- Baba I (PAPIACKUM) Location within Cameroon
- Coordinates: 6°3′44″N 10°29′25″E﻿ / ﻿6.06222°N 10.49028°E
- Country: Cameroon
- Region: Northwest
- Department: Ngo-Ketunjia
- Elevation: 1,138 m (3,734 ft)

Population (2005)
- • Total: 45,000
- (Census)
- Time zone: UTC+1 (WAT)

= Baba I =

Baba I village (Papiakum) is one of the four villages that make up Babessi subdivision and one of the thirteen villages of Ngoketunjia division of the North West region of Cameroon. Baba I village is located along the ring road from Bamenda some 58 km away from Bamenda town on the Bamenda-Nkambe stretch of the ring road just before one reaches Babessi town.

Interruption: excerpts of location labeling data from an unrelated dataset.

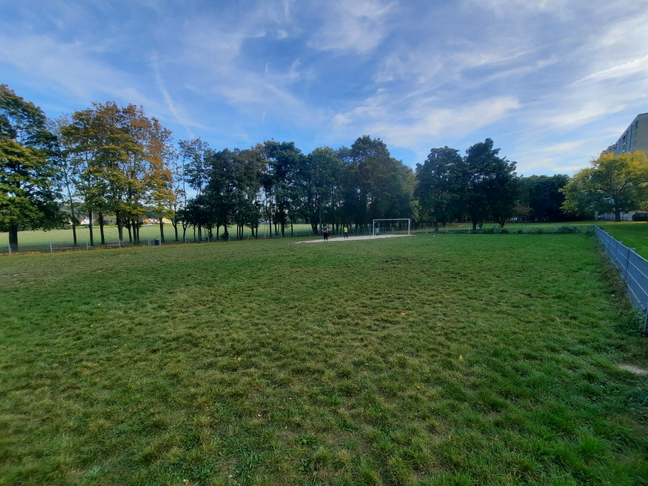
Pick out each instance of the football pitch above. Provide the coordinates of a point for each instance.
(433, 360)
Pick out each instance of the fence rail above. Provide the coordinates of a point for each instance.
(632, 267)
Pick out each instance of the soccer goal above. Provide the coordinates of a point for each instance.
(388, 226)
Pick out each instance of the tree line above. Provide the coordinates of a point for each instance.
(115, 161)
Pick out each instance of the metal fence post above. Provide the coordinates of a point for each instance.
(625, 276)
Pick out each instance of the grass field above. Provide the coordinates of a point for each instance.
(435, 360)
(64, 236)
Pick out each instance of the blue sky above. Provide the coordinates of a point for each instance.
(553, 82)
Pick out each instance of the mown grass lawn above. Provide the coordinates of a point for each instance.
(436, 360)
(29, 239)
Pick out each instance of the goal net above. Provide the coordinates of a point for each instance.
(391, 226)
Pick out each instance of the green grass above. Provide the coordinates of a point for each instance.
(435, 360)
(28, 239)
(634, 235)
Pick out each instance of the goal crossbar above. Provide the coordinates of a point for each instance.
(409, 224)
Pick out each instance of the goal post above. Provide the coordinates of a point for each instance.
(376, 230)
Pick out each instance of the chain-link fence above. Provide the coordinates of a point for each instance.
(632, 267)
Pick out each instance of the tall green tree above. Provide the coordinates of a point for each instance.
(491, 184)
(612, 183)
(438, 189)
(541, 198)
(320, 177)
(28, 172)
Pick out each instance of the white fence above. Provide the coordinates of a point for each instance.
(632, 267)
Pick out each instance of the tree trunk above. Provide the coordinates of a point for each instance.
(120, 228)
(13, 237)
(101, 223)
(67, 183)
(90, 228)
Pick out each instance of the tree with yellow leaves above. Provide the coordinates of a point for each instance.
(613, 183)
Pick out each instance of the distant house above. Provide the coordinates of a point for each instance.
(610, 216)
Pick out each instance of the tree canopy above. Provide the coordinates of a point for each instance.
(612, 183)
(28, 173)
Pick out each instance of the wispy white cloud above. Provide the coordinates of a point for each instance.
(358, 26)
(176, 111)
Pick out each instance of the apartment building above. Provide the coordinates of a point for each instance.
(634, 138)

Baba 1 has one of the highest population density with a population of over 45000 After Bambalang village. The village is at present suffering from rural exodus, as most of the inhabitants have moved to big cities like Bamenda, Douala and Yaounde.

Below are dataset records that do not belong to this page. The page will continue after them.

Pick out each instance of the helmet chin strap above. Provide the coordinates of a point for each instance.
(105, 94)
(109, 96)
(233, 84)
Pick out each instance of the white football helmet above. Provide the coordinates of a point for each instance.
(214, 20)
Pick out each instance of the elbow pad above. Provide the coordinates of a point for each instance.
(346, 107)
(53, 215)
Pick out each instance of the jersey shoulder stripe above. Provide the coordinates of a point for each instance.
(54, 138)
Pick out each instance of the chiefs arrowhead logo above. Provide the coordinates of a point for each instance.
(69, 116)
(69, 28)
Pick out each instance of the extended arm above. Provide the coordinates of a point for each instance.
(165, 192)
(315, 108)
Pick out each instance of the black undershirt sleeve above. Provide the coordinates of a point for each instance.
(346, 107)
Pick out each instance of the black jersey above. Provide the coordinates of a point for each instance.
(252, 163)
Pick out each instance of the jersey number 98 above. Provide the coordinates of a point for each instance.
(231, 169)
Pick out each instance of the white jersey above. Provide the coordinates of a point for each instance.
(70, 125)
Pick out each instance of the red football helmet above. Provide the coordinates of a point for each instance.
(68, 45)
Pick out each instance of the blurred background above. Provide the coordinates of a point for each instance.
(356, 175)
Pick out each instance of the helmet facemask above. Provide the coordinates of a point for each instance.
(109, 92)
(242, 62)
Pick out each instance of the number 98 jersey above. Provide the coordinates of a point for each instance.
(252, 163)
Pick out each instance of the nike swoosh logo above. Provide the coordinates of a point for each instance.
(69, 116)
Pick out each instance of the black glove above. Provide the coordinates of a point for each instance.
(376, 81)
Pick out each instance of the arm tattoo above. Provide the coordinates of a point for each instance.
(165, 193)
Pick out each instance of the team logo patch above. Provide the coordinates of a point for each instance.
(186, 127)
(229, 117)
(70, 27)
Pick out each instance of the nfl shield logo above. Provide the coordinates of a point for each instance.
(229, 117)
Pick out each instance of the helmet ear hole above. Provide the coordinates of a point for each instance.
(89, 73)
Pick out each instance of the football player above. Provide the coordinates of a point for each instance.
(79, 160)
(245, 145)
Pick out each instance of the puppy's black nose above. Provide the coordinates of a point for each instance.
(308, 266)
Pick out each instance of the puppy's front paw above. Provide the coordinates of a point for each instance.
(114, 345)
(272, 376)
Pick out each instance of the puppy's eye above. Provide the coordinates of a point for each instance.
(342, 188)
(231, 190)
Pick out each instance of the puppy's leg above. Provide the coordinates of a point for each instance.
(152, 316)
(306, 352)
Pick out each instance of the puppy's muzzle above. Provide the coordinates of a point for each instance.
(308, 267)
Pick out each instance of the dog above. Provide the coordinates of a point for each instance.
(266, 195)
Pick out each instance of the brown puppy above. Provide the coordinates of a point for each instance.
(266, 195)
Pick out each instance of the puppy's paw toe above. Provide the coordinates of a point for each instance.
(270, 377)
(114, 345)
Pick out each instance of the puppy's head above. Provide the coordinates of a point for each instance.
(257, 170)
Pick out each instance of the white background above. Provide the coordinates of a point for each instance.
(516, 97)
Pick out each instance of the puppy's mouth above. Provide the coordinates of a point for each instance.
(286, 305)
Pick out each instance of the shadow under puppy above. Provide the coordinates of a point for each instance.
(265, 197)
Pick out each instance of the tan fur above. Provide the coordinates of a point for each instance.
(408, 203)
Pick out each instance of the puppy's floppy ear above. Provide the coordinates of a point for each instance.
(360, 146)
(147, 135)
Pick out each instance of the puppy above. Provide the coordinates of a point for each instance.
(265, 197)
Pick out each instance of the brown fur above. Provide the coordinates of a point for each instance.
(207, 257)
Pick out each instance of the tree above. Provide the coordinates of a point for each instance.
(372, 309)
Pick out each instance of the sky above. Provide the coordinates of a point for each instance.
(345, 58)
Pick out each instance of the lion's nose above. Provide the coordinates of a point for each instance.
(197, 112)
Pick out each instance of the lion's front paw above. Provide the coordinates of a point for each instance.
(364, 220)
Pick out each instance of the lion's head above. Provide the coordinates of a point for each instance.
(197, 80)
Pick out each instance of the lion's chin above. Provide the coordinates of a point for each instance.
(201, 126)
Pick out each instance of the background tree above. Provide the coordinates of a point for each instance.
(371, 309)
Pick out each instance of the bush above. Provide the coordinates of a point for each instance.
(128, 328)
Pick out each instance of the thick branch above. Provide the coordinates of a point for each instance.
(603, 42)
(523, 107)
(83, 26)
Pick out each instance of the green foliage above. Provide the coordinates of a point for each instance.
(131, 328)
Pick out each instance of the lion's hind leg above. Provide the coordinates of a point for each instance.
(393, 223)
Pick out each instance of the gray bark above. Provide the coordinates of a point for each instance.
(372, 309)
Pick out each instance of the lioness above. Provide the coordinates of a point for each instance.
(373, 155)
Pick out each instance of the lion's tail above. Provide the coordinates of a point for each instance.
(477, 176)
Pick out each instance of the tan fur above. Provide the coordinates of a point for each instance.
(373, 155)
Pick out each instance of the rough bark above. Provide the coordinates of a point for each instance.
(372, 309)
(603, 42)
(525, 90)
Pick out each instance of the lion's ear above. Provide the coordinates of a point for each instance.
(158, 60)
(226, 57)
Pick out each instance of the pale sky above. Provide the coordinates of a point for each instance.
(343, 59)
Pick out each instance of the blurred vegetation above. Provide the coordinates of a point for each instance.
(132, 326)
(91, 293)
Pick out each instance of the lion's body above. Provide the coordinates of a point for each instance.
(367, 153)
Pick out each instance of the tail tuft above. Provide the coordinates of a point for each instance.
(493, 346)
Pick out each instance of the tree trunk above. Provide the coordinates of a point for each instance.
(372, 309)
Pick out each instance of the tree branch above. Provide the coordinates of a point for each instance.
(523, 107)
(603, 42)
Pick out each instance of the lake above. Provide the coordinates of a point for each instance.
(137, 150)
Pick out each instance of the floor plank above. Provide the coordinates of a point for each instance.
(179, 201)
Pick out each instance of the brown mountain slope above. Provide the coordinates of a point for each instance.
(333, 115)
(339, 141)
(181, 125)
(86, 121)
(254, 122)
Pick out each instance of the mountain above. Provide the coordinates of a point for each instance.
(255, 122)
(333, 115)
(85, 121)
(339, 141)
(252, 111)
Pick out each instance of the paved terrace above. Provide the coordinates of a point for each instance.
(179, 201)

In September 2015, floods rendered thousands of villagers homeless after water overflowed its banks. The floods were blamed on the poor construction of part of the ring road without culverts. The village of Baba 1, also known as Papiackum originated from Tikar in the Nun Division.. FUEKEMSHI II who died in the morning period of the 2nd of May 2023 in Dubai after a short illness was one of the Fons that modernised the village of Baba 1.It is thanks to his developmental spirit that Baba 1 witnessed several growth in terms of infrastructure and personal development of elites...So far, several schools, health centres, electricity and road networks exist in Baba 1.Mr.Moh Tangongho Sylvester, the present Director General of the national treasury, board Chairman of National deposit and consignment Fund as well as member of the mining company,(Sonamine) is a native of Baba 1...There are many other top Government workers as well as Entrepreneurs of different categories....The Baba 1 village is known as the most prosperous in Ngoketunjia Division.

On sartuday 13 May 2023, in the presence of administrative and traditional authorities, the entire World witnessed the images and videos of the enthronement of the youngest Fon in 2023..His name is FUE KANGHAPER II, at the age of 9 he replaced his father FUEKEMSHI II.

FUE NKANGHAPER takes over a village of over 45000 inhabitants in the heart of the anglophone crisis that has ravaged the lives of over 5000 persons (military and civilians)..

Ref: (Triyah SWEBU LEBOH, Leadership and sustainability, University of Cumbria London.)